Resistance seemed to stiffen at the other end of the road. Flurries of rocket-propelled grenades whistled past the Jeep. Adin sensed they were down to hard-core fanatics, the handful of guards who would fight to the death rather than give up.

He told the commando to stick to short bursts on the SAW. They were running low on ammunition.

He tapped Sarah on the leg and motioned her toward the back of the Jeep. “Time for you to get off,” he told her.

“Why?”

“Between here and the end of the road it’s liable to get hot,” said Adin. He was worried that if one of the rocket-propelled grenades ripped into the Jeep, she could be seriously wounded, or worse.

He grabbed a pistol from a box in the back of the Jeep, a Glock 23 with a fifteen-round clip. “I’ll catch up with you,” Adin yelled to Herman.

Herman looked back and nodded. The Jeep moved on down the street.

Adin took Sarah by the hand and walked her toward one of the buildings. “You’ll be safe inside until we get back.” They crossed the small strip of grass and headed toward the door, Adin with the pistol in his hand to make sure they would have no problems.

“Wait here.” He peeked inside. It was a small lobby. The building had taken the brunt of some of the fighting, window glass on the floor. One of the doors was missing.
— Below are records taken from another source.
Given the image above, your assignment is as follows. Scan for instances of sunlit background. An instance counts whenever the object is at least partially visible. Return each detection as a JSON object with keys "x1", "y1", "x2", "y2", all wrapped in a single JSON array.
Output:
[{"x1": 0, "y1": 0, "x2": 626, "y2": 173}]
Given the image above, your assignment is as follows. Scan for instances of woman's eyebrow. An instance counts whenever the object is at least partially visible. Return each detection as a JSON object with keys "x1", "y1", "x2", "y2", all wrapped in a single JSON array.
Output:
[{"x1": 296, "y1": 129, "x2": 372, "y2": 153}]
He checked inside, took a couple of minutes, and found the place was empty. “Come on in.”

Sarah stepped over the broken glass.

“We’ll look for Bugsy when I get back.” He smiled at her. “We’ll find him, I promise. He won’t go far. He’s a good dog.”

“I know he is. I just want him back,” she said. Sarah started to cry.
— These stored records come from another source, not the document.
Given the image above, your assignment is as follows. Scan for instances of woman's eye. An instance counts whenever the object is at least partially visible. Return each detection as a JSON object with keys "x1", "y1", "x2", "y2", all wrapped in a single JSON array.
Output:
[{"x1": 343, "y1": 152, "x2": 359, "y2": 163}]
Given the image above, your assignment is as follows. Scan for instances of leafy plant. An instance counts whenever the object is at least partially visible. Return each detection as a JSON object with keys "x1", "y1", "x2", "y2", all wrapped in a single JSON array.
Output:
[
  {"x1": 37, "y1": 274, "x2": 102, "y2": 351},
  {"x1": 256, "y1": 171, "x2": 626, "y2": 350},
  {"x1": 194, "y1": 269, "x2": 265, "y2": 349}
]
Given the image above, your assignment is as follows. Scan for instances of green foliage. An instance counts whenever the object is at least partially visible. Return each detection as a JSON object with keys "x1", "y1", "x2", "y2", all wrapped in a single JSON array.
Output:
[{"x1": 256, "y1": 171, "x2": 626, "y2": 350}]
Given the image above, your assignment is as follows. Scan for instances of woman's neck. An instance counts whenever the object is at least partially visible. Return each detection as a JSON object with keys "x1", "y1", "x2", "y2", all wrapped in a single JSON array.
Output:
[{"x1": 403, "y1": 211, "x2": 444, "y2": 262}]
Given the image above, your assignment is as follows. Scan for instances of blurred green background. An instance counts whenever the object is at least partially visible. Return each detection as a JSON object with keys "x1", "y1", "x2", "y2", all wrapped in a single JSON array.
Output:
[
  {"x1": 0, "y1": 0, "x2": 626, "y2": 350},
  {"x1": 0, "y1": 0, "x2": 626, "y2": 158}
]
He wiped her cheek with the back of his hand. “Don’t think about anything now. Just sit and relax.”

She laughed. “How can I? That’s easy for you to say. This is probably all in a day’s work.”

He gave her a serious look. “No. This is at least two days’ worth of work.” They both laughed.

Sarah had seen enough violence in a few hours to last her a lifetime.

“Here, take this.” He handed her the pistol.

“What about you? Aren’t you going to need something for protection?”

“I’ll be fine.”

“No, really.” She tried to press the gun back into his hand.

Adin looked down and lifted his left pant leg a few inches. Strapped to his ankle in a holster was a small snub-nosed revolver.